The bill is moving forward at a time when criticism of Israel, and when it crosses over into antisemitism, have been in the spotlight. Protesters at the pro-Palestinian encampments on campuses nationwide have harshly criticized Israel, with some using language decried as antisemitic. The bill’s passage would mean the definition would apply when officials adjudicate Title VI complaints alleging campus antisemitism.

Supporters of the bill say it covers the range of ways antisemitism manifests in the present day. The definition’s opponents say it chills legitimate criticism of Israel.

Those critiques did not hinder the bill, which passed Wednesday 320-91. Republicans voted 187-21 for the bill, and Democrats supported it 133-70. Eighteen members did not vote, split evenly between the parties.

An identical version is under consideration in the Senate, and while it is in its early stages, it too is likely to pass.

But opponents of the IHRA definition in Congress included New York Rep. Jerry Nadler, the House’s longest-serving Jewish Democrat.

“Speech that is critical of Israel alone does not constitute unlawful discrimination,” The Associated Press quoted Nadler as saying during a hearing Tuesday. “By encompassing purely political speech about Israel into Title VI’s ambit, the bill sweeps too broadly.”

Kenneth Marcus, the chairman of the Brandeis Center for Human Rights and a Department of Education civil rights official under the Trump administration, said that the bill, should it become law, would be a useful tool on campuses given the recent turmoil.

“From a federal perspective, this legislation won’t change current practice so much as it will reinforce it,” Marcus said in a statement, noting that both the Biden and Trump administrations have worked to combat antisemitism on campuses. “From a university perspective, however, there are few U.S. universities that are consistently applying the IHRA definition in appropriate cases. This legislation should put a stop to that.”

Americans for Peace Now, a dovish pro-Israel group, worried in a statement that the bill, should it become law, would be used “as a cudgel against the millions of Americans, including many Jewish Americans, who object to the Netanyahu government’s decisions and actions,” referring to Prime Minister Benjamin Netanyahu’s conduct of the war against Hamas.

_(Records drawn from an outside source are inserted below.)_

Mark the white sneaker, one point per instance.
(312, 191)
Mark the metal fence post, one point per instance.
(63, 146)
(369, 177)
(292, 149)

How each lawmaker voted was not yet available, but a number, including Nadler, had said in advance they would oppose it. Others include Rep. Pramila Jayapal, the Washington Democrat who leads the Congressional Progressive Caucus.

Speaker Mike Johnson, a Louisiana Republican, said passing the legislation was a priority, but the Republican no votes were a sign of how difficult it is for him to control the party’s far right and also of the increasing tendency on the Republican far right to reconsider, if not embrace, long-scorned antisemitic tropes.

Rep. Marjorie Taylor Greene, a Georgia Republican who constantly clashes with me moderate Republicans, said she would vote against because she worried it would criminalize what she said was a Christian belief that the Jews were responsible for killing Jesus, a belief repudiated by many large Christian denominations. Others on the far right voting against included Florida Rep. Matt Gaetz, who also recently voted against aid to Israel.

Other bills with bipartisan backing that would combat antisemitism are wending their way through both chambers of Congress, including one that would set up a coordinator to monitor and combat domestic antisemitism, a counterpart to the existing State Department envoy to combat antisemtism overseas, a position currently held by the prominent Holocaust historian Deborah Lipstadt.